NHS England is set to spend up to £40m on management consultancy support for its commercial directorate, according to procurement documents seen by HSJ.
The commercial directorate says it needs specialists to support a major strategic transformation programme, as well as its efforts to find £1.5bn in savings, as well as everyday activities.
The contract would span four years, so could be worth up to £10m per year on average.
Currently, the commercial team would buy in this kind of external resource and expertise as and when it needed it. But it is now proposing a new model “that brings together these ad hoc requests for support under one agreement to provide ongoing support”, according to the specifications in the tender document.
It hopes this “longer-term, more considered approach” should “deliver better value for money and much greater efficiencies”, it added.
This comes as NHSE works its way through a prolonged major restructure, aiming to cut 9,000 jobs to reduce the organisation to around 15,000 posts.
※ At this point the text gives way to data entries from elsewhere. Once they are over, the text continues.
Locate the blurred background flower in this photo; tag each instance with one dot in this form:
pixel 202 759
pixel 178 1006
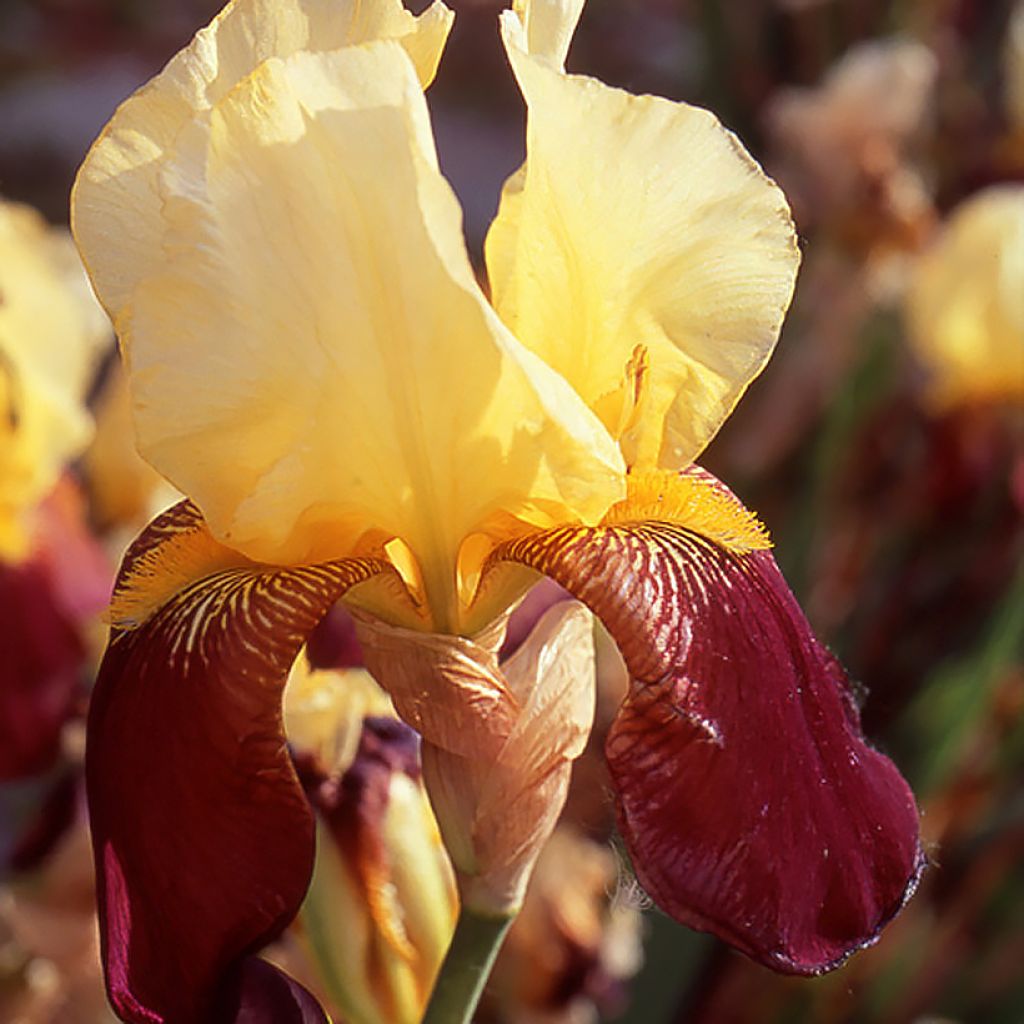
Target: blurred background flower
pixel 884 446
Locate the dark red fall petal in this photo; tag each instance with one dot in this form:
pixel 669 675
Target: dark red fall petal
pixel 202 837
pixel 258 992
pixel 751 804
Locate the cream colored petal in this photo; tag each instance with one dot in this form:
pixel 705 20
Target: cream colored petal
pixel 642 253
pixel 966 302
pixel 312 358
pixel 51 335
pixel 549 26
pixel 116 207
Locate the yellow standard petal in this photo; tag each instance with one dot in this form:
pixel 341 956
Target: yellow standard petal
pixel 51 331
pixel 310 356
pixel 966 303
pixel 117 202
pixel 640 251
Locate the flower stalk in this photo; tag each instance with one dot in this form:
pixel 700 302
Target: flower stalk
pixel 467 966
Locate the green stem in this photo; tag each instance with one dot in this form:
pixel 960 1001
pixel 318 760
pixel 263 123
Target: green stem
pixel 467 967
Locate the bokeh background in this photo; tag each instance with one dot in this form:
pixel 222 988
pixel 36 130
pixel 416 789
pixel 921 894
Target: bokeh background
pixel 893 484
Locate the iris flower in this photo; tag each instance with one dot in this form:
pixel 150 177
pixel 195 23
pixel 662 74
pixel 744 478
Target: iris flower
pixel 314 365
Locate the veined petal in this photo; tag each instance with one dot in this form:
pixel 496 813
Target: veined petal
pixel 116 205
pixel 656 287
pixel 203 839
pixel 752 806
pixel 292 356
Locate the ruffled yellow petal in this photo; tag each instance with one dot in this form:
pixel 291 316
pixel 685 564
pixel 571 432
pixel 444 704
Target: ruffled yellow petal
pixel 51 331
pixel 310 355
pixel 966 303
pixel 117 202
pixel 549 27
pixel 641 252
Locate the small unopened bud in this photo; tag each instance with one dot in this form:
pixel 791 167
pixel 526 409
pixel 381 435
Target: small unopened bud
pixel 499 740
pixel 382 903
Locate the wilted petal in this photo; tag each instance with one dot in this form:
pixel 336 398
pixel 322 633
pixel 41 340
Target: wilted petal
pixel 203 839
pixel 655 287
pixel 751 803
pixel 382 904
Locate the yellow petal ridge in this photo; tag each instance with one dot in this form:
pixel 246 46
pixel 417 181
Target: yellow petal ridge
pixel 696 502
pixel 680 245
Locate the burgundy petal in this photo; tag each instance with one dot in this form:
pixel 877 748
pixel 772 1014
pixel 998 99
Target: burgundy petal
pixel 258 992
pixel 203 839
pixel 751 804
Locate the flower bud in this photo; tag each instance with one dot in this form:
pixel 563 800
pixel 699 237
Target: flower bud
pixel 381 906
pixel 498 740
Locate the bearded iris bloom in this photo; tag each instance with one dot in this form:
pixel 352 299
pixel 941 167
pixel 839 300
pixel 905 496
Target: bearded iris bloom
pixel 314 365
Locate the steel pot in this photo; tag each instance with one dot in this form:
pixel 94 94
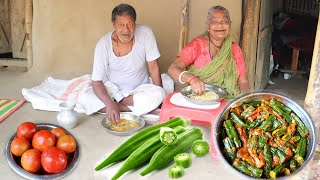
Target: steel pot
pixel 258 96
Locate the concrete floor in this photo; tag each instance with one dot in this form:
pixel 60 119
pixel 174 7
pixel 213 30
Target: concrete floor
pixel 294 88
pixel 95 143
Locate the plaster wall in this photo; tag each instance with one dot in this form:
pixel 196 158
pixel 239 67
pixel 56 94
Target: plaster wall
pixel 65 32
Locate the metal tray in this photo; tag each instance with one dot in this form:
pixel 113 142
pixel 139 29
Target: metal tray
pixel 124 115
pixel 186 91
pixel 255 96
pixel 14 161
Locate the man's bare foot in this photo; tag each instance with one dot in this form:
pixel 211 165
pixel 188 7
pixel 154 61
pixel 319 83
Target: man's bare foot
pixel 128 101
pixel 122 108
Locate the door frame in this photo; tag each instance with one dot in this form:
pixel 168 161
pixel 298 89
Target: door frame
pixel 28 62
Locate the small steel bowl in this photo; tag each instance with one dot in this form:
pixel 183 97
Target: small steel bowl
pixel 14 161
pixel 124 115
pixel 259 96
pixel 186 91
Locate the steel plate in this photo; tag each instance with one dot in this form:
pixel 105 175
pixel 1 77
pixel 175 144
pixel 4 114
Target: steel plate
pixel 186 91
pixel 124 115
pixel 255 96
pixel 14 161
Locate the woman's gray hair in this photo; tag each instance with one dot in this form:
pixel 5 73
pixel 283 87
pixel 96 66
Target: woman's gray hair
pixel 214 9
pixel 123 9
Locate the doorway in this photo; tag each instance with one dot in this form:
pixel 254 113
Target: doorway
pixel 295 25
pixel 15 33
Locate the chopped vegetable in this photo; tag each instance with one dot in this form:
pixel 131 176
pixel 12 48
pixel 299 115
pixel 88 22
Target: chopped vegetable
pixel 301 151
pixel 166 153
pixel 274 140
pixel 176 171
pixel 231 132
pixel 200 147
pixel 135 141
pixel 168 136
pixel 276 170
pixel 143 154
pixel 183 159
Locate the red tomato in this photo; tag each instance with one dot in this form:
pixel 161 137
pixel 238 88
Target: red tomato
pixel 19 145
pixel 53 160
pixel 43 139
pixel 27 130
pixel 31 160
pixel 67 143
pixel 58 132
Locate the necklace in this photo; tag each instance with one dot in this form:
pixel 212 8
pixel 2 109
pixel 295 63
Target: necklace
pixel 123 48
pixel 209 42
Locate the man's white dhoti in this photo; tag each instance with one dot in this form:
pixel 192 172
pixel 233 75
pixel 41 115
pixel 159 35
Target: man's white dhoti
pixel 52 92
pixel 146 98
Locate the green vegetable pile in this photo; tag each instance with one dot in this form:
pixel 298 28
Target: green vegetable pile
pixel 159 144
pixel 264 139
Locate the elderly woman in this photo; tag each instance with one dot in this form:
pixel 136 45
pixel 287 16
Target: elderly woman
pixel 212 58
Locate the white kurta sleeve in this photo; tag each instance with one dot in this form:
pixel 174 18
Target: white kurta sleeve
pixel 100 63
pixel 151 47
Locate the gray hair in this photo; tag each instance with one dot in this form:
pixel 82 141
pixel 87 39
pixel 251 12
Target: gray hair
pixel 214 9
pixel 123 9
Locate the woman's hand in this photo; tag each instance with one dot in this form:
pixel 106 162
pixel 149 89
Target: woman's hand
pixel 197 85
pixel 113 112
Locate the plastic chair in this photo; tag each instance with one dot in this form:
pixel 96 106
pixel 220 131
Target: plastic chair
pixel 197 116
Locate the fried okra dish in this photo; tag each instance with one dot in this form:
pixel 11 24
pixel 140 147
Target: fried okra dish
pixel 264 139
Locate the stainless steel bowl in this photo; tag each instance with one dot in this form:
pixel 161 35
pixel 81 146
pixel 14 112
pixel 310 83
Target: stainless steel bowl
pixel 14 162
pixel 258 96
pixel 186 91
pixel 124 115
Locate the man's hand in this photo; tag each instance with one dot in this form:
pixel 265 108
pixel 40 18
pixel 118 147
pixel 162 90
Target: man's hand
pixel 197 86
pixel 113 112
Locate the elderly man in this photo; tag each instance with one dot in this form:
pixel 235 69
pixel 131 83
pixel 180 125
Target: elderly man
pixel 123 61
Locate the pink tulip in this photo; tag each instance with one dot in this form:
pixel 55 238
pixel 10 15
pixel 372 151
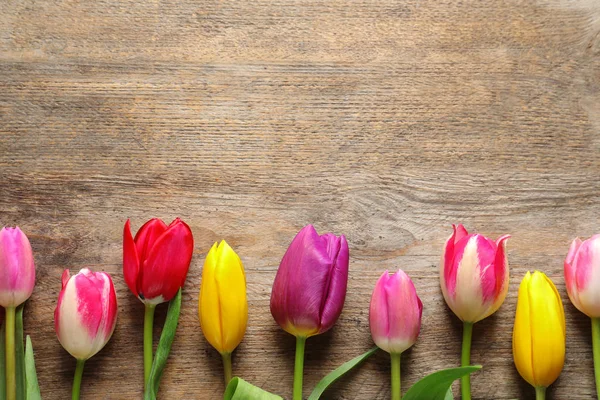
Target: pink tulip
pixel 17 270
pixel 395 313
pixel 86 312
pixel 310 286
pixel 582 275
pixel 474 274
pixel 156 262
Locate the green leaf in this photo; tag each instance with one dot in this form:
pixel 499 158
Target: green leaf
pixel 20 353
pixel 338 373
pixel 436 385
pixel 33 388
pixel 164 347
pixel 3 360
pixel 239 389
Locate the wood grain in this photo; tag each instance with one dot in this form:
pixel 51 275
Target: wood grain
pixel 383 120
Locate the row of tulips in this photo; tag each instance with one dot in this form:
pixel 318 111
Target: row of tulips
pixel 307 298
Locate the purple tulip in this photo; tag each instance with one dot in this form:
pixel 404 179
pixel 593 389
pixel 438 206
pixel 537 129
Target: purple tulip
pixel 310 286
pixel 17 270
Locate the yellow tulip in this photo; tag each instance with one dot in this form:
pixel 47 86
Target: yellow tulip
pixel 539 332
pixel 222 305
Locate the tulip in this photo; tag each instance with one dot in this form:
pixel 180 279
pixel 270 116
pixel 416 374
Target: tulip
pixel 582 278
pixel 85 316
pixel 222 304
pixel 474 281
pixel 155 265
pixel 309 289
pixel 395 319
pixel 17 278
pixel 539 332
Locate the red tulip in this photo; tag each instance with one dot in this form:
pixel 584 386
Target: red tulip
pixel 156 261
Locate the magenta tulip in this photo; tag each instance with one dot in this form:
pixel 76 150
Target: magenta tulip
pixel 395 313
pixel 474 274
pixel 310 286
pixel 309 289
pixel 17 270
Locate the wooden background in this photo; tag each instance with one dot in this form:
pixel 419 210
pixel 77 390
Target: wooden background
pixel 383 120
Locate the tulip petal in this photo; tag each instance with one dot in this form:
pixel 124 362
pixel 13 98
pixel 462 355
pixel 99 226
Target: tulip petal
pixel 547 329
pixel 573 250
pixel 333 303
pixel 404 309
pixel 378 313
pixel 300 284
pixel 86 313
pixel 147 235
pixel 131 260
pixel 570 272
pixel 468 302
pixel 231 286
pixel 586 268
pixel 17 269
pixel 522 344
pixel 586 260
pixel 164 270
pixel 209 305
pixel 449 275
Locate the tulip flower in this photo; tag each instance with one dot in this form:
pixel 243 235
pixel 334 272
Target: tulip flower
pixel 222 304
pixel 309 289
pixel 85 316
pixel 155 265
pixel 395 319
pixel 17 278
pixel 539 332
pixel 582 278
pixel 474 281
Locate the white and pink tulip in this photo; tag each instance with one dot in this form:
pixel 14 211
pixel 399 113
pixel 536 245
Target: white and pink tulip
pixel 395 313
pixel 474 274
pixel 86 313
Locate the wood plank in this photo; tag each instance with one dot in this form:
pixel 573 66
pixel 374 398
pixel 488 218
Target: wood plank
pixel 381 120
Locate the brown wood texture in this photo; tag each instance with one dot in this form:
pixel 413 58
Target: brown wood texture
pixel 383 120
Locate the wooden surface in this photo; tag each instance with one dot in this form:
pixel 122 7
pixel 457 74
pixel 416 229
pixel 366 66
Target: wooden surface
pixel 383 120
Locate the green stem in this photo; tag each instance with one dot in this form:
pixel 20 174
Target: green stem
pixel 11 377
pixel 148 326
pixel 299 367
pixel 465 360
pixel 77 380
pixel 540 393
pixel 596 348
pixel 396 391
pixel 227 367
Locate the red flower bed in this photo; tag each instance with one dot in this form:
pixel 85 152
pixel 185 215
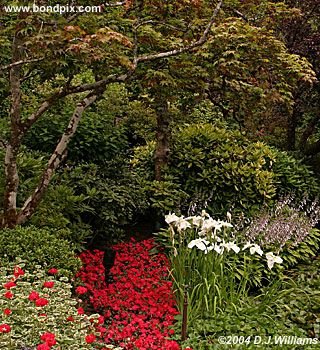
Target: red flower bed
pixel 139 304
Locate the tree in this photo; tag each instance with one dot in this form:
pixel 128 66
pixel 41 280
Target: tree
pixel 44 53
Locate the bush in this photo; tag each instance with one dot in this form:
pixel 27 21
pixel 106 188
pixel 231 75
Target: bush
pixel 38 309
pixel 38 247
pixel 222 170
pixel 113 196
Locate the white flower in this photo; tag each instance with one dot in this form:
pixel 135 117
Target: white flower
pixel 196 220
pixel 231 245
pixel 200 243
pixel 272 259
pixel 171 218
pixel 182 224
pixel 254 248
pixel 217 248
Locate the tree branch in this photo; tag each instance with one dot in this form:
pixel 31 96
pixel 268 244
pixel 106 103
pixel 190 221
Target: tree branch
pixel 197 43
pixel 58 155
pixel 20 63
pixel 69 90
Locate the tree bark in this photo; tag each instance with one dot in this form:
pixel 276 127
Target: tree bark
pixel 13 146
pixel 162 136
pixel 291 128
pixel 59 153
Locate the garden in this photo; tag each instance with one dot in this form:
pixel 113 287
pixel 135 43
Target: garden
pixel 159 175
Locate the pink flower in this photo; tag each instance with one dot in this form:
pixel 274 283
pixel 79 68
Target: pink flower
pixel 8 295
pixel 48 284
pixel 43 347
pixel 81 290
pixel 49 338
pixel 7 312
pixel 5 328
pixel 18 271
pixel 90 338
pixel 33 296
pixel 80 311
pixel 41 302
pixel 9 285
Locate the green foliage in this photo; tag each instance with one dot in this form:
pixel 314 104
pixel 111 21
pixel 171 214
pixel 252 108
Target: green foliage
pixel 96 131
pixel 294 176
pixel 289 309
pixel 165 196
pixel 221 168
pixel 210 264
pixel 113 196
pixel 39 247
pixel 27 326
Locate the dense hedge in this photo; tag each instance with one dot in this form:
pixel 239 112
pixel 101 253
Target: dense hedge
pixel 222 170
pixel 38 247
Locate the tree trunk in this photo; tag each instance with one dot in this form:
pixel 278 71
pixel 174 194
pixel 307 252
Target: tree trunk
pixel 291 128
pixel 12 148
pixel 59 153
pixel 162 147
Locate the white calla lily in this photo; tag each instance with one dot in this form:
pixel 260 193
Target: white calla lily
pixel 200 243
pixel 171 218
pixel 231 246
pixel 254 248
pixel 273 259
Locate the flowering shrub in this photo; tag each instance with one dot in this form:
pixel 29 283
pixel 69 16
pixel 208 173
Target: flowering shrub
pixel 37 310
pixel 140 303
pixel 210 263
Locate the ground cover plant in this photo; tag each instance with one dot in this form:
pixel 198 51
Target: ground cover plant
pixel 39 312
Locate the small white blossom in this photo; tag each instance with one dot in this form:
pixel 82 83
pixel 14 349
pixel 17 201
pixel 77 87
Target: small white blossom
pixel 254 248
pixel 217 248
pixel 272 259
pixel 182 224
pixel 231 245
pixel 200 243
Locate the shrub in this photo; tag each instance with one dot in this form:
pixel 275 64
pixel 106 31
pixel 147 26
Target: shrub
pixel 113 196
pixel 221 169
pixel 292 175
pixel 290 227
pixel 38 247
pixel 39 309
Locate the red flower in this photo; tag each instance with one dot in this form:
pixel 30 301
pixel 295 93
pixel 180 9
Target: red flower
pixel 49 338
pixel 100 319
pixel 43 347
pixel 48 284
pixel 7 312
pixel 53 271
pixel 41 302
pixel 80 311
pixel 90 338
pixel 5 328
pixel 9 285
pixel 18 271
pixel 81 290
pixel 8 295
pixel 33 296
The strategic commercial partnership will run for two years with the option to extend it by two more. NHSE hopes to start the contract in May this year. It is a zero-commitment deal, meaning NHSE will only pay for the services it requires. It has an upper spend limit of £10m a year.
The NHS as a whole, including NHSE, frequently come under political pressure to cut back on consultancy spending, although it has shown no sign of slowing since before the pandemic.